For Handel, believable human emotion was encapsulated in the arias and recitatives rather than in plot, and “Giustino” abounds in self-revelation clothed in music of often sublime loveliness.

While one admired the stylish aplomb with which the entire cast negotiated the Handelian fioritura, the evening was dominated by Janet Williams’ exquisite Arianna, empress of this Classical never-never land. Her every pose elicited sympathy; every note was finely tuned, with a sensitivity to dynamics that might serve as a model for singers far more experienced, and with, alone among the cast, a serviceable trill. All these qualities came together in her heart-stopping Act II aria, “Quel torrente.”

In the title role of the plowboy who sorts out the various plot complexities, Patricia Spence exhibited a smoothly produced mezzo, clumsy stage presence and a need to bite into the text with more urgency. As Williams’ emperor, mezzo Patricia Racette cut a believable figure and in the glorious third-act duet with Arianna achieved the lofty expressive level of her partner.

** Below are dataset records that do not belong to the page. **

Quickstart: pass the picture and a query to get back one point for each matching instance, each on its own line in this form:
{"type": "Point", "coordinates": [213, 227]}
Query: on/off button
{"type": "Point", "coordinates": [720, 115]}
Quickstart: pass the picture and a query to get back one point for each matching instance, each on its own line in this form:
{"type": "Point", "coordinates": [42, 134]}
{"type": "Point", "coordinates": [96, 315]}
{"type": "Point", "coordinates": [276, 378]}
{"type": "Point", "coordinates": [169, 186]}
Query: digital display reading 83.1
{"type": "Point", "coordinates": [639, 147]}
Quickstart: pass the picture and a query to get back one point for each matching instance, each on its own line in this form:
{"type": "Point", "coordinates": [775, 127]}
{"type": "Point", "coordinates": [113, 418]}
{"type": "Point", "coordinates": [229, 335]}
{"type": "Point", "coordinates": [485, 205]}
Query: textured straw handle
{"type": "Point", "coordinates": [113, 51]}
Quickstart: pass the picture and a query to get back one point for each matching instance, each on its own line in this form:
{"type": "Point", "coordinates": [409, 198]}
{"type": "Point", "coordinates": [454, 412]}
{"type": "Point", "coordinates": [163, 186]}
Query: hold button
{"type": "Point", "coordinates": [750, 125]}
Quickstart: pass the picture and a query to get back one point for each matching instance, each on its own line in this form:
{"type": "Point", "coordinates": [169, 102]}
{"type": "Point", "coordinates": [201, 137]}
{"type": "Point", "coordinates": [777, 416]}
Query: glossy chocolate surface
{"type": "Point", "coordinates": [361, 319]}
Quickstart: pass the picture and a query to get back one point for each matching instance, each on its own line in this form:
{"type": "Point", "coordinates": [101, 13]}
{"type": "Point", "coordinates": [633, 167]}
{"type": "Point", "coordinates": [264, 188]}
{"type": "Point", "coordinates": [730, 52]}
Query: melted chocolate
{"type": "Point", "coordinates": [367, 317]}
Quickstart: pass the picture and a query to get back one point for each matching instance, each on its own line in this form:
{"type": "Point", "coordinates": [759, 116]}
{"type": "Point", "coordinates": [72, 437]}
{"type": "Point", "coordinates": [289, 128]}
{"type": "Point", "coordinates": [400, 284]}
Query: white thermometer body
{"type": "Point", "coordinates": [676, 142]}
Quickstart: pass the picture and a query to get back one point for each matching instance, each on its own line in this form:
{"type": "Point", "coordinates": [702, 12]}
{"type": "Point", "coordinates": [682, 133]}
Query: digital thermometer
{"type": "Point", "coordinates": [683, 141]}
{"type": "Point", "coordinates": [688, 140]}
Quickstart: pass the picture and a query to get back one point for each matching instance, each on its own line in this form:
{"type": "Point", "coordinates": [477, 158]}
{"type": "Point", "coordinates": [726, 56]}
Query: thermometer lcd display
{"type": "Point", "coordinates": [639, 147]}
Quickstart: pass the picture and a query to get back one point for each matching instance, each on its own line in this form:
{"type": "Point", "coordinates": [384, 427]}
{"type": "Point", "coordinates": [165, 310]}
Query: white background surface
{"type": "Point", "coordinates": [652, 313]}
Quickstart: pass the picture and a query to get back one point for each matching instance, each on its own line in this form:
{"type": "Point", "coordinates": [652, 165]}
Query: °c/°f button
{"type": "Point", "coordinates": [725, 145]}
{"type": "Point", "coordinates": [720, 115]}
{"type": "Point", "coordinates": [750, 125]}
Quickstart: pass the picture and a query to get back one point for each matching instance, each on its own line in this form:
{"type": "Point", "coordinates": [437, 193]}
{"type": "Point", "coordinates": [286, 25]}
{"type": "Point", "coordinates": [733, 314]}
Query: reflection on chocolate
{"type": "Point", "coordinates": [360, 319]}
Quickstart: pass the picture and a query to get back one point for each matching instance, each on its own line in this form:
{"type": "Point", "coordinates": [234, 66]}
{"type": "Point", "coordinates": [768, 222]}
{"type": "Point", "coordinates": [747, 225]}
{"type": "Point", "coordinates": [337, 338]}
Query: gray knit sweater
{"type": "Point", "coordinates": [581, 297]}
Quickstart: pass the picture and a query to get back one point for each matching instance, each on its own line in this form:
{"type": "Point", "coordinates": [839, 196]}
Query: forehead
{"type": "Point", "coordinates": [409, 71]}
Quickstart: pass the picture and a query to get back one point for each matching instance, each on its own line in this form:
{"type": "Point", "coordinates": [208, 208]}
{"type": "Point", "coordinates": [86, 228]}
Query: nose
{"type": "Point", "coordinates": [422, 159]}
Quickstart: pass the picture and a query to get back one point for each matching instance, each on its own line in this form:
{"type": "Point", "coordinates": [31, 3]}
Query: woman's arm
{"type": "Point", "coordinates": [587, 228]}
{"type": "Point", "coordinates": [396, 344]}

Tenor Craig Estep, as the resident villain, substituted teeth-clenching and eye-popping for mustache-twirling, but for the most part handled his music skillfully. In lesser assignments, Ann Panagulias and LeRoy Villanueva offered potent characterizations.

Much of the musical strength of the production stemmed from the accomplished efforts (patches of sour oboe playing notwithstanding) of the period-instrument Philharmonia Baroque Orchestra, under the direction of Nicholas McGegan who, abjuring his often jumpy, full-speed-ahead approach, provided the young singers with a firm yet flexible rhythmic underpinning.